One of the most significant places in which human trafficking takes place is only a drive away from Bryan-College Station; Houston has become the largest hub for modern-day slavery in the United States. According to a Free Speech Radio News report, the city’s large sea port, international airport, and geographic position on Interstate 10, which has identified by the Department of Justice as one of the main human trafficking routes in the United States, have contributed to Houston a center of the modern day slave trade.
The Houston Rescue & Restore Coalition organizes bus tours to raise awareness of the human trafficking problem in Houston, a FSFN correspondent took a ride on one the bus tours and reported on how the HRRC points out how to identify areas where human trafficking is taking place:
Although largely a hidden crime, it is possible to detect the red flags of human trafficking from a distance. Traveling down main roads, Houston Rescue and Restore staffers point out street prostitution tracks, parks frequented by teenage runaways, and a day labor site where workers have been tricked out of their pay. But most of the sites flagged on the tour advertise as “spas” or “modeling studios” and have blacked-out windows, barred doors, security cameras, and neon signs stating they're open 24 hours a day. Many are concentrated in one area
While many of the victims of human trafficking are brought to the United States slaves, some of those who become victims are undocumented immigrants. According to the report there are undocumented immigrants who may be forced into prostitution or forced into other work to pay off a debt from being smuggled across the border. Also, teenage runaways are susceptible to falling victim to human trafficking; traffickers will recruit young women by providing security, affection, and generosity before they commercializing their victims.
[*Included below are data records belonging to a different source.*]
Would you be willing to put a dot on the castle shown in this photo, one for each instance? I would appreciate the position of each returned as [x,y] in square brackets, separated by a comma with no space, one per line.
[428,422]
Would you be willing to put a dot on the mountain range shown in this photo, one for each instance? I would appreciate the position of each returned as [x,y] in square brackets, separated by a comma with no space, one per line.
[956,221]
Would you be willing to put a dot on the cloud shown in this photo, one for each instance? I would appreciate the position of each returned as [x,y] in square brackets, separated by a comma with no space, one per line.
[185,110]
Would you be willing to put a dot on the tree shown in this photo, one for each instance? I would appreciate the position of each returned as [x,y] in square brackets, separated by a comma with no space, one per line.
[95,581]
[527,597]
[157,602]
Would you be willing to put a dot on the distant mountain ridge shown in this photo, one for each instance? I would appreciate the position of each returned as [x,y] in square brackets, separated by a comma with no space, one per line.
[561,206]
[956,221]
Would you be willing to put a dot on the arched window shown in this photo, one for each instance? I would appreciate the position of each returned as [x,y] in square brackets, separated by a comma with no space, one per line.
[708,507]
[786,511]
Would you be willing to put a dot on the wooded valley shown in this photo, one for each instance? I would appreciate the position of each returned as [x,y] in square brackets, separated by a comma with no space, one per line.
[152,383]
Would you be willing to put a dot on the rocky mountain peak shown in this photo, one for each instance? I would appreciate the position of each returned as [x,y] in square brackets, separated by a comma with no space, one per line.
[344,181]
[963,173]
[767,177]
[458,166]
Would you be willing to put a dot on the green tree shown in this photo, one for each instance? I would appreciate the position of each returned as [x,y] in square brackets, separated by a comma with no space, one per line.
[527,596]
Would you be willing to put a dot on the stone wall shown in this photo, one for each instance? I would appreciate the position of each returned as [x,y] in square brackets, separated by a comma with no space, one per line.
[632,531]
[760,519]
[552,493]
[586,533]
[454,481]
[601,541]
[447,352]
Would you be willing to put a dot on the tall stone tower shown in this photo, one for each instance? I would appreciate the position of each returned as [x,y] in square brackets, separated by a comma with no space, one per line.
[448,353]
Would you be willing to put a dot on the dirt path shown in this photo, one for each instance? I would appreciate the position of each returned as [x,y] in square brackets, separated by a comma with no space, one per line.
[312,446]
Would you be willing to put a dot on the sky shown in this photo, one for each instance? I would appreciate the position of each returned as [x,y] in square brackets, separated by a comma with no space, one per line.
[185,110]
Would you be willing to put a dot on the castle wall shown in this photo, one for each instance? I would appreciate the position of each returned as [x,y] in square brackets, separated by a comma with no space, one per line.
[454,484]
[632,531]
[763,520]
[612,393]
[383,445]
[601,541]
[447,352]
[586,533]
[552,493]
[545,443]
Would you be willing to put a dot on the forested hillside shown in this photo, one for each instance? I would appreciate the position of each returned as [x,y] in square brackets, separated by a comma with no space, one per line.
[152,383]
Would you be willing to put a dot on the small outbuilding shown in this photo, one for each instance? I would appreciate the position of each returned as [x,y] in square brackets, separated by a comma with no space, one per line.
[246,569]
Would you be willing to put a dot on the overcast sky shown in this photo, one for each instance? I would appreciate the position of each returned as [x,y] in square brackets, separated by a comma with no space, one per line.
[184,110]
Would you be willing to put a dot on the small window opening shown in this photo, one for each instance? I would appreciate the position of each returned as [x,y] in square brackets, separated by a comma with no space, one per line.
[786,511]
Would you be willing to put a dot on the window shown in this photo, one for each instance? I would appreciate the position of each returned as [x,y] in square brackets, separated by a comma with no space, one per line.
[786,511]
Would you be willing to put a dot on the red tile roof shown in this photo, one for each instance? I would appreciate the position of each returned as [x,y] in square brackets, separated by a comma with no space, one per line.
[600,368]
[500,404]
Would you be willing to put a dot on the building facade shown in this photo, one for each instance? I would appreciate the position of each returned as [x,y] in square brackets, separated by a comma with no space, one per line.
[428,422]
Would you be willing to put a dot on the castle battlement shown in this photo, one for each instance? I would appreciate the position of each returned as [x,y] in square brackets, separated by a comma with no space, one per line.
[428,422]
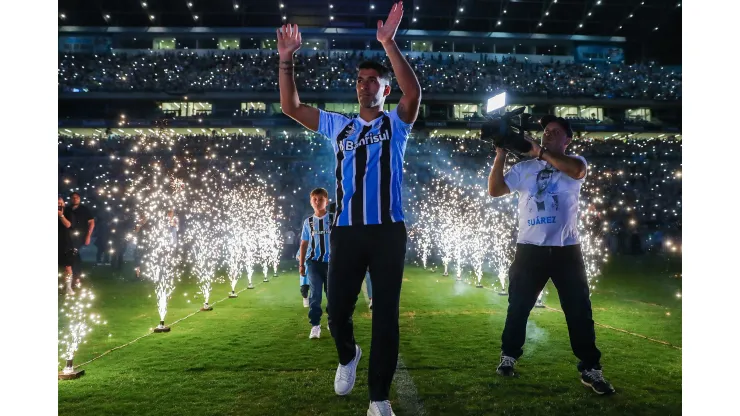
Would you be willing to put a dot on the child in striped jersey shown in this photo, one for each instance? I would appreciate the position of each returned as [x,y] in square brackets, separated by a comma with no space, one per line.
[314,256]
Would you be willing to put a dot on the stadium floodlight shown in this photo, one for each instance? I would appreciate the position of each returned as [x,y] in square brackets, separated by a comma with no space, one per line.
[496,102]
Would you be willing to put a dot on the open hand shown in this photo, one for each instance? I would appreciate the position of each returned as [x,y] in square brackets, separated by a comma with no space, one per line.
[387,31]
[289,40]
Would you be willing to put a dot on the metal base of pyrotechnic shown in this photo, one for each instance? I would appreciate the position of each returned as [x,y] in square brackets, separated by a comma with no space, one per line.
[69,372]
[161,328]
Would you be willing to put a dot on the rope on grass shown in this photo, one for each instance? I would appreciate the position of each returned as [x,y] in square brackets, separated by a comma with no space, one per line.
[151,332]
[625,331]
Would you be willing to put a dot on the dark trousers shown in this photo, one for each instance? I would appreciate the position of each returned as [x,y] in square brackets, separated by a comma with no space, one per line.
[382,248]
[532,267]
[317,275]
[76,263]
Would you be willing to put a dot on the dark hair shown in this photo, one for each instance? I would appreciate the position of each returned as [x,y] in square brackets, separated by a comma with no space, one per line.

How bad is the human trafficking problem in Houston? The largest human trafficking case in the history of the continental United States took place in Houston: US vs. Mondragon, over 100 women rescued after being forced into labor. The alternative newspaper Houston Press recently reported on the prosecution of human traffickers for including sex trafficking of children, sex trafficking by force and the transportation and coercion of minors.
According to statistics compiled by the Polaris Project, throughout the world 27 million people are affected by the modern day slavery that is human trafficking and 800,000 are trafficked across international borders every year. Of the victims approximately 80% are female, 50% are children, and 70% are forced into prostitution. The total yearly profits generated from human trafficking are $32 billion.
Human trafficking is going to remain a significant problem because despite the startling statistics the problem of modern day slavery has not received significant media coverage. Because the victims are so often immigrants, and many times undocumented immigrants, it is easy for people to remain ambivalent about the problem. Over 140 years after slavery was ended in Texas on June 19th a modern day slavery continues.